The
United States Court of Appeals for the Sixth Circuit has upheld the 2257 federal
record-keeping law in the long-contested Connections case.
Writing for the majority, Circuit Judge Sutton addressed what he sees as the
critical question in this issue: Under what circumstances is it appropriate
to invalidate a law in all of its applications when its invalidity can be shown
[or assumed] in just some of its applications?
Sutton went on to discuss the hypothetical middle-aged couple shooting their own
erotica — a practice used as an example of the burdensome requirements of the
statute. Over twenty years and numerous administrations, the statute has
never been enforced in this setting, and the attorney general has publicly taken
the position that he will not enforce the statute in this setting, Sutton
wrote.
Opposing the ruling was Circuit Judge Helene N. White, who in writing a
dissenting opinion stated her belief that under intermediate scrutiny the
identification/record-keeping requirements of 2257 impose an unconstitutional
burden on plaintiffs' First Amendment rights.

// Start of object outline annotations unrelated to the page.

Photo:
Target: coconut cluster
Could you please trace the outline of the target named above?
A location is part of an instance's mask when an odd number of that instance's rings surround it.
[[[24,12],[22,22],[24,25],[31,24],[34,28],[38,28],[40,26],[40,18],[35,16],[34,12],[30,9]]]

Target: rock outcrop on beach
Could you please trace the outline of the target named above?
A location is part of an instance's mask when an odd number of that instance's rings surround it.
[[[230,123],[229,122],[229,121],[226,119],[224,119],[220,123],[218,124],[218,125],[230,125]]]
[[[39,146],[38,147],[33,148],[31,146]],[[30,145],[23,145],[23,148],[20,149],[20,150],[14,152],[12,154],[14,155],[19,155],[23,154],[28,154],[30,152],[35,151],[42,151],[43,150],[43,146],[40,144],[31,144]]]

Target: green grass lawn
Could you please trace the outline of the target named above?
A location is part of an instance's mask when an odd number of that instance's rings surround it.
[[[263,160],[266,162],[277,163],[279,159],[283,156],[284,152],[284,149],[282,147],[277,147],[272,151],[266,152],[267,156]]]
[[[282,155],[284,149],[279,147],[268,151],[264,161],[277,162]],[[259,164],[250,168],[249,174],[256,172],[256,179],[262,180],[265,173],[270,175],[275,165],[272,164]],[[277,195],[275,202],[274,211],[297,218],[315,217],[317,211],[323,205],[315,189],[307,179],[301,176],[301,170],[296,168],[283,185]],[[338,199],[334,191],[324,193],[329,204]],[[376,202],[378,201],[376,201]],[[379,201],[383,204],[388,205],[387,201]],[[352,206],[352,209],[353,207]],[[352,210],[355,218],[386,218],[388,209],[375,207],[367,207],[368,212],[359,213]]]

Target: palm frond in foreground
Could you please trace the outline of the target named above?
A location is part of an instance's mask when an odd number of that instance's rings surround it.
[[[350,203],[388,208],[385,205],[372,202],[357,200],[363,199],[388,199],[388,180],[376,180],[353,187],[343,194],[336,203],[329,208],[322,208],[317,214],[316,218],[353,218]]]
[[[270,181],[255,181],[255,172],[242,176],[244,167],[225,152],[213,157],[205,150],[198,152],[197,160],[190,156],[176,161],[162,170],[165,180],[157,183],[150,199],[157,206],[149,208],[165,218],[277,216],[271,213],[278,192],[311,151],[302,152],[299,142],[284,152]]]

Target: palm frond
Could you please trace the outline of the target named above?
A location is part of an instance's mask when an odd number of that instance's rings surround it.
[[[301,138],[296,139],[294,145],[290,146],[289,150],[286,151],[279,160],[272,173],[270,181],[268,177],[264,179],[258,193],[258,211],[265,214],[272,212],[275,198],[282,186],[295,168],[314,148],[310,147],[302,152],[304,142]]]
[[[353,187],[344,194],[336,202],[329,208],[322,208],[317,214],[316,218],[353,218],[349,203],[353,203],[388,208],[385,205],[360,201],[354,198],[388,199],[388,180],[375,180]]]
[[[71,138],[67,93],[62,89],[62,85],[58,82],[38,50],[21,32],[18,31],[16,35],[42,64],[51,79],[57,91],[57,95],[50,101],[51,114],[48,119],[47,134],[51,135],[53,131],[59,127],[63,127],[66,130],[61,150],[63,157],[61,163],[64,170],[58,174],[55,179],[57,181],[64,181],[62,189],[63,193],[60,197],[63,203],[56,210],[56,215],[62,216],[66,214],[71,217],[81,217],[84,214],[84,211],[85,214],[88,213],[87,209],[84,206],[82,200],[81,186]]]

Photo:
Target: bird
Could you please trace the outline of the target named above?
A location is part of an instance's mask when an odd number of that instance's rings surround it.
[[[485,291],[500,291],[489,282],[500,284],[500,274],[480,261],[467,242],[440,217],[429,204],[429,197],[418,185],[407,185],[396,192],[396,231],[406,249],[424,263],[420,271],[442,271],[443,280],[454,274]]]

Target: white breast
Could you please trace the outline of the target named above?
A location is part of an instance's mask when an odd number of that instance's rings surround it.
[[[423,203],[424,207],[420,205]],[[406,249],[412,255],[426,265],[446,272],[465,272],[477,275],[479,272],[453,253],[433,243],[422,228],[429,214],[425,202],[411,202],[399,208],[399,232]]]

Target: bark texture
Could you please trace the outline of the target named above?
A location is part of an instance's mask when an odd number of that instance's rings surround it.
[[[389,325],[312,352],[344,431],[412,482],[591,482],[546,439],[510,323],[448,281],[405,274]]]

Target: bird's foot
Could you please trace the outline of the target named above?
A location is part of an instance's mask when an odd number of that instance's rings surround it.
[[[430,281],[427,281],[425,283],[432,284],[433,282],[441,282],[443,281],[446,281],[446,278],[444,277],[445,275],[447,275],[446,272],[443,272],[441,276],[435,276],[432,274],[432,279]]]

As for the future of the statute it really comes down to whether or not the
U.S. Supreme Court will take the case, attorney Larry Walters told XBIZ:
But that is much less likely to happen since the circuit court upheld the law,
rather than overturned it.
The upholding of 2257 presents a possible immediate threat to the industry as
well:
Webmasters [and others] should be much more concerned about possible
inspections and prosecutions, Walters said: Now that the law has been
upheld, 2257 inspections could resume at any time.